UTF-8 encoded characters may theoretically be up to six bytes long, however the first 16-bit characters are only up to three bytes long.
Note that the encodings above, except for Utf8, have two versions, depending on the chosen byte order on the machine.
The Ada95 Unicode module provides a set of packages that provide an easy conversion between all the encoding schemes, as well as basic manipulations of these byte sequences. These are the Unicode.CES.* packages. Currently, four encoding schemes are supported, the three Utf schemes and the basic 8bit encoding which corresponds to the standard Ada strings.
It also supports some routines to convert from one byte-order to another.
The following examples show a possible use of these packages:
Converting a latin1 string coded on 8 bits to a Utf8 latin2 file involves the following steps: Latin1 string (bytes associated with code points in Latin1) | "use Unicode.CES.Basic_8bit.To_Utf32" v Utf32 latin1 string (contains code points in Latin1) | "Convert argument to To_Utf32 should be v Unicode.CCS.Iso_8859_1.Convert" Utf32 Unicode string (contains code points in Unicode) | "use Unicode.CES.Utf8.From_Utf32" v Utf8 Unicode string (contains code points in Unicode) | "Convert argument to From_Utf32 should be v Unicode.CCS.Iso_8859_2.Convert" Utf8 Latin2 string (contains code points in Latin2)
XML/Ada groups the two notions of character sets and encoding schemes into a single type, Unicode.Encodings.Unicode_Encoding.

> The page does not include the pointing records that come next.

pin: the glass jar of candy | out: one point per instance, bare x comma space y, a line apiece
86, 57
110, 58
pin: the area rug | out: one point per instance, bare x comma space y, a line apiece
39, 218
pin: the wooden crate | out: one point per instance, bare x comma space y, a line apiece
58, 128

This package provides additional functions to manipulate these encodings, for instance to retrieve them by the common name that is associated with them (for instance “utf-8”, “iso-8859-15”,…), since very often the encoding scheme is implicit. If you are speaking of utf-8 string, most people always assume you also use the unicode character set. Likewise, if you are speaking of “iso-8859-1”, most people will assume you string is encoded as 8 byte characters.
The goal of the Unicode.Encodings package is to make these implicit associations more obvious.

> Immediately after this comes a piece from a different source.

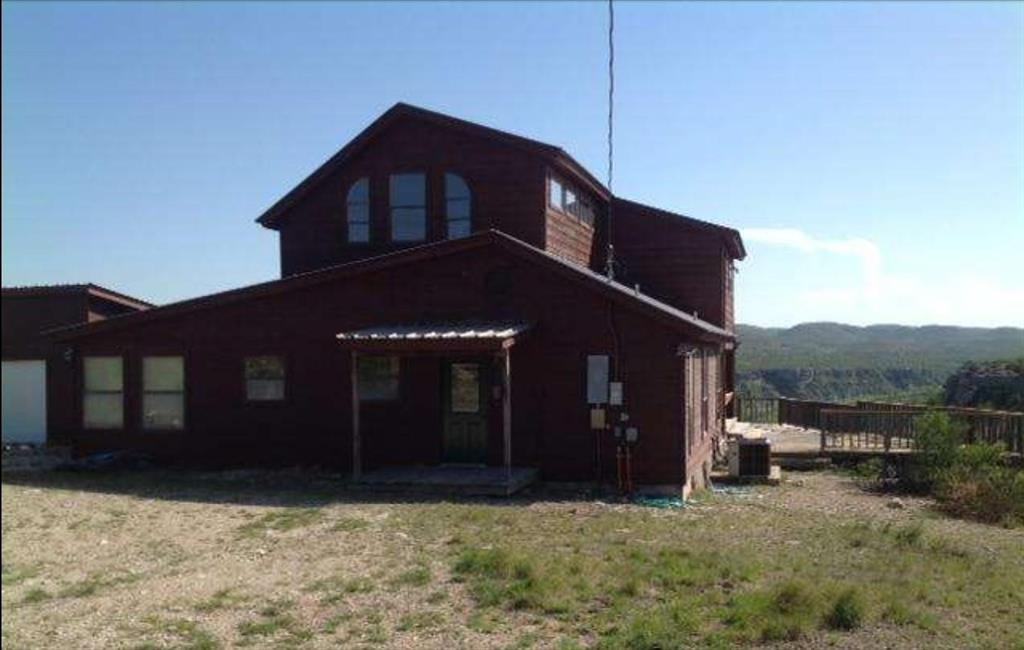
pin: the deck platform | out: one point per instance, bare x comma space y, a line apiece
450, 479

It also provides one additional function Convert, which can be used to convert a sequence of bytes from one encoding to another. This is a convenience function that you can use when for instance creating DOM trees directly through Ada calls, since XML/Ada excepts all its strings to be in utf-8 by default.
2.6. Misc. functions¶
The package Unicode contains a series of Is_* functions, matching the Unicode standard.

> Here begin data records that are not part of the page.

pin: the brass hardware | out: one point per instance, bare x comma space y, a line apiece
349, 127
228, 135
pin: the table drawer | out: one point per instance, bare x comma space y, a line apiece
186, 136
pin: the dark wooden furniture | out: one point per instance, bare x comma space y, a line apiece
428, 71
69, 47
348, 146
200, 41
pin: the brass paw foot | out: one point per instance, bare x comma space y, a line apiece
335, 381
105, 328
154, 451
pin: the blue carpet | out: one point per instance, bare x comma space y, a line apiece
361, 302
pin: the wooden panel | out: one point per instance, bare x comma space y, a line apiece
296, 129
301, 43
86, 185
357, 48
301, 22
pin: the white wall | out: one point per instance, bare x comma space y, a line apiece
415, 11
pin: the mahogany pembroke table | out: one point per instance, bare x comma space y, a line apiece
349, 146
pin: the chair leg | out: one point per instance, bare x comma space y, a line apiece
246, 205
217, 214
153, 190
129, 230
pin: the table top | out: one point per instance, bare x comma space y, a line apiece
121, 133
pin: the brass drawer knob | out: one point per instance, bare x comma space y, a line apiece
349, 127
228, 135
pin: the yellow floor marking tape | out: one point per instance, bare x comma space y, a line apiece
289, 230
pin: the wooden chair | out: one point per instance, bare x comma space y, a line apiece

Return True if the character argument is a space character, ie a space, horizontal tab, line feed or carriage return.
Return True if the character argument is a letter. This includes the standard English letters, as well as some less current cases defined in the standard.
Return True if the character is a base character, ie a character whose meaning can be modified with a combining character.
Return True if the character is a digit (numeric character)
Return True if the character is a combining character. Combining characters are accents or other diacritical marks that are added to the previous character.
The most important accented characters, like those used in the orthographies of common languages, have codes of their own in Unicode to ensure backwards compatibility with older character sets. Accented characters that have their own code position, but could also be represented as a pair of another character followed by a combining character, are known as precomposed characters. Precomposed characters are available in Unicode for backwards compatibility with older encodings such as ISO 8859 that had no combining characters. The combining character mechanism allows to add accents and other diacritical marks to any character
Note however that your application must provide specific support for combining characters, at least if you want to represent them visually.
True if Char is an extender character.
True if Char is an ideographic character. This is defined only for Asian languages.